Né le 20 janvier 1914 à Asnières (Seine, Hauts-de-Seine), fusillé comme otage le 20 septembre 1941 au Mont-Valérien, commune de Suresnes (Seine, Hauts-de-Seine) ; ouvrier métallurgiste ; résistant communiste de Gentilly (Seine, Val-de-Marne).

Maison de René Anjolvy à Gentilly
Fils de Marie Massing, sans profession, et déclaré sous le nom de René Massing à l’état civil, il fut légitimé par le mariage de Charles Anjolvy avec sa mère en mars 1915. Il vécut jusqu’à l’âge de treize ans à Céaux-d’Allègre (Haute-Loire). Domicilié à Gentilly, ajusteur à l’entreprise Chaise (rue Brillat-Savarin), il quitta cette entreprise en 1934 pour faire son service militaire à Reims dans la 2e Escadrille d’aviation lourde de défense. Libéré il s’enthousiasma pour l’aviation et rejoignit en octobre 1936 le club d’aviation Les vieilles tiges. Il obtint son brevet de pilote. Il adhéra en 1937 à la section des officiers de réserve de Gentilly.
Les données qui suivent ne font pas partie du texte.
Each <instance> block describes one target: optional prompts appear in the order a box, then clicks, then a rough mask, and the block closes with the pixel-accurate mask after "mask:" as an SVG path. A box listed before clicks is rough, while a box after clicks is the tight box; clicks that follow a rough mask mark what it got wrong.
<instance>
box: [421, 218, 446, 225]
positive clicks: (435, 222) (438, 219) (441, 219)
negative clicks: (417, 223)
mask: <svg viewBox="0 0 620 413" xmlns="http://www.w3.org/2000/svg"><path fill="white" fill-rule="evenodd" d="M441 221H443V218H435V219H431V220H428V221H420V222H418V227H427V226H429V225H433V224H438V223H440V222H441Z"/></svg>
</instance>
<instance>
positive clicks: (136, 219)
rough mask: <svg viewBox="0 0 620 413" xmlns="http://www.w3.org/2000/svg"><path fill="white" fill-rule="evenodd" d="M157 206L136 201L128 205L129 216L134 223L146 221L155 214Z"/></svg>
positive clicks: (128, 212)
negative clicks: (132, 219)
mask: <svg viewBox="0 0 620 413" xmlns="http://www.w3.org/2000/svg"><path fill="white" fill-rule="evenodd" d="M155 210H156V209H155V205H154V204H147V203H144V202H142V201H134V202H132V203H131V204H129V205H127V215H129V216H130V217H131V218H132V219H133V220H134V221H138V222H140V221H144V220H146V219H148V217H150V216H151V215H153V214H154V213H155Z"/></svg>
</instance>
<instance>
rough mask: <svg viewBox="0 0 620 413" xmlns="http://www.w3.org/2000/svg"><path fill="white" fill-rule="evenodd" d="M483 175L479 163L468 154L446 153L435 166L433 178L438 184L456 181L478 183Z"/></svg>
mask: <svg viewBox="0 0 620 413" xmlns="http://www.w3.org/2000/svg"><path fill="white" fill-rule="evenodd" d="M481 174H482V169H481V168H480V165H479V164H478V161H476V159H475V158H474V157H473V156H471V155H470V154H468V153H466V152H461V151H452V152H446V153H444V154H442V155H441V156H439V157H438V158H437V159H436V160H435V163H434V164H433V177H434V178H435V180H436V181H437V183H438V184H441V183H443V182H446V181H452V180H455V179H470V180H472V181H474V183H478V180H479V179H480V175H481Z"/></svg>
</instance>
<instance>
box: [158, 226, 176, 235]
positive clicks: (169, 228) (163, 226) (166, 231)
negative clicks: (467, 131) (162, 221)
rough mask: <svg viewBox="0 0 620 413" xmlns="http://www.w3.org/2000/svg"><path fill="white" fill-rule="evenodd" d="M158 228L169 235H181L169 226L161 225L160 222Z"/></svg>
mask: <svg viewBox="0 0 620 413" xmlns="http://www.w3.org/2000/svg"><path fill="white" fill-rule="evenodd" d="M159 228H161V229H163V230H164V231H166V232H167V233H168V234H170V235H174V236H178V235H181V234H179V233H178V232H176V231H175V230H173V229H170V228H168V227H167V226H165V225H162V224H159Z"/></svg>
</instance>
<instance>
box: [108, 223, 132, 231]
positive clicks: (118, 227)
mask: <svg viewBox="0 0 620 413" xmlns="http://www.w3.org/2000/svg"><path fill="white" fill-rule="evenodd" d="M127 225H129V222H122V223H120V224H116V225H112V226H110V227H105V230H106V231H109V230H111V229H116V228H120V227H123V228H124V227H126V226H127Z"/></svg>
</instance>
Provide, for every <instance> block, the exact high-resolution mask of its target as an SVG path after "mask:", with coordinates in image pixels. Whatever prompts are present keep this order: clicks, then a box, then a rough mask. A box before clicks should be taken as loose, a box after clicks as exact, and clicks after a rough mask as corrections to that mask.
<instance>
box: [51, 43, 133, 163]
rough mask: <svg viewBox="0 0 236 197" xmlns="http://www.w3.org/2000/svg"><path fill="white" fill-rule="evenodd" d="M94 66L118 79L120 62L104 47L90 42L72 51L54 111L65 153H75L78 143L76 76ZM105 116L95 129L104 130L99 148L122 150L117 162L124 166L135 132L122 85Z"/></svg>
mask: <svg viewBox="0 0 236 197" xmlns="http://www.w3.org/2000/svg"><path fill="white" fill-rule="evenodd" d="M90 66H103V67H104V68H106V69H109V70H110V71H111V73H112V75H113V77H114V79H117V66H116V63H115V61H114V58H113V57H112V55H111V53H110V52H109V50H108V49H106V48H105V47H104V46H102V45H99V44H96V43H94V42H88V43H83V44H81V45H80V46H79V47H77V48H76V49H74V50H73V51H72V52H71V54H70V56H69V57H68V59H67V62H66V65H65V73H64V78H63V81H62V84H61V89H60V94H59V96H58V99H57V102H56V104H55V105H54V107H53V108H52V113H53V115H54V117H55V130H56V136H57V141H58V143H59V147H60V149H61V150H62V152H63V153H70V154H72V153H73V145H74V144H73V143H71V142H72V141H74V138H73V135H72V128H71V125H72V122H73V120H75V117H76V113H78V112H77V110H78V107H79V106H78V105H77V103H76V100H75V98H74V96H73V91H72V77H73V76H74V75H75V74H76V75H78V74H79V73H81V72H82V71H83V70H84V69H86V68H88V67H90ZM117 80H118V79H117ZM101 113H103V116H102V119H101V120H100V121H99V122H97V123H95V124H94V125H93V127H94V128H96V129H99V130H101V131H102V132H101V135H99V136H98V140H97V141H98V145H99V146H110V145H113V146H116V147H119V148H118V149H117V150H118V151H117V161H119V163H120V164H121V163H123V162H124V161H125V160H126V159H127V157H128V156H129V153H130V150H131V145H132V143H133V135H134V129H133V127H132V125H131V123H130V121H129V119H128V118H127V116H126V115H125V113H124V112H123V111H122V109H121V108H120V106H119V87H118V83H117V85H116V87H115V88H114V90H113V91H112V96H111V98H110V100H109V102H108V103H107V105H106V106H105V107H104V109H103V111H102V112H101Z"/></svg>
Membre du Parti communiste depuis 1937, René Anjolvy était secrétaire à l’organisation de la section communiste du XIIIe arrondissement de Paris en 1939. Mobilisé à la Compagnie de l’Air, placé en affectation spéciale chez Chaise jusqu’en juillet 1940, il travailla ensuite, comme tourneur, à la précision moderne dans le XVe arr. Il fut un des soixante militants qui reconstituèrent la section communiste du XIIIe arr..
La direction régionale le nomma à d’autres fonctions au début de l’année 1941 et il devint un des responsables communistes parisiens chargés en particulier des XIIIe, XIVe et XVe arrondissements. René Anjolvy fut arrêté le 3 septembre 1941 au cours d’une distribution de tracts à la sortie des usines Renault. Il avait participé auparavant à plusieurs actions : incendie d’un dépôt d’essence situé dans les réserves des magasins des Galeries Lafayette à Arcueil (Seine, Val-de-Marne) en janvier 1941, sabotage de quinze camions Panhard garés sur le boulevard Masséna en février, attaque de quatre militaires allemands boulevard Jourdan (un Allemand tué et quatre revolvers récupérés), attaque et destruction des permanences du Rassemblement national populaire (RNP) place d’Italie et avenue des Gobelins en mai, présentation d’un drapeau tricolore à Croix de Lorraine au parc Montsouris, le 14 juillet.
Lors de son arrestation, il était domicilié 31 rue Lecoq à Gentilly. Après l’assassinat le 16 septembre 1941 d’un capitaine de l’armée allemande, boulevard de Strasbourg, les autorités d’occupation firent fusiller le 20 septembre, douze otages – Georges Pitard, Antoine Hajje, Adrien Nain, Michelis Rolnikas, Roger Peyrat, Victor Marchal, René Anjolvy, François Herpin, Pierre Guignois, Georges Masset, Daniel Loubier, Maurice Peureux, pour moitié des communistes (au moins six, un socialiste, quatre sans lien avec un courant, un droit commun). Une rue de Gentilly porte son nom (ancienne rue Robine) depuis octobre 1944 et une cellule communiste de la commune portait son nom en 1980.
Sa mère, née Marie Massing le 4 novembre 1887, ménagère industrielle puis sans profession, fut élue conseillère municipale de Gentilly le 29 avril 1945 sous l’étiquette « mère de fusillé ». Elle fut réélue le 19 octobre 1947 comme communiste mais cessa ses fonctions le 18 mai 1951 en raison de son état de santé. Elle avait été élue au premier tour le 29 avril 1945 et le 19 octobre 1947.
Sources

SOURCES : Dossier au secrétariat d’État aux Anciens Combattants, en particulier attestation d’Henri Guilbert, alias Michel, ancien responsable régional FTP région P5, datée du 13 mars 1957. – Arch. Dép. Val-de-Marne, 1 Mi 2 426. – Arch. com. Gentilly, 174 AE. – Albert Ouzoulias, Les Bataillons de la jeunesse, Éd. Sociales, 1969, p. 109. – Madeleine Fernandez, Le Nom de nos rues, deuxième partie, SGH, Gentilly, juin 2002. – Serge Klarsfeld, Le livre des otages, Paris, 1979. – Le XIIIe arrondissement de Paris du Front populaire à la Libération, Paris, 1977, p. 78, 94, 113-114, 137-138, 225.— Serge Boucheny, Les parisiens en Résistance. Paris 13e, Geai Bleu éditions-CRIS, 2013.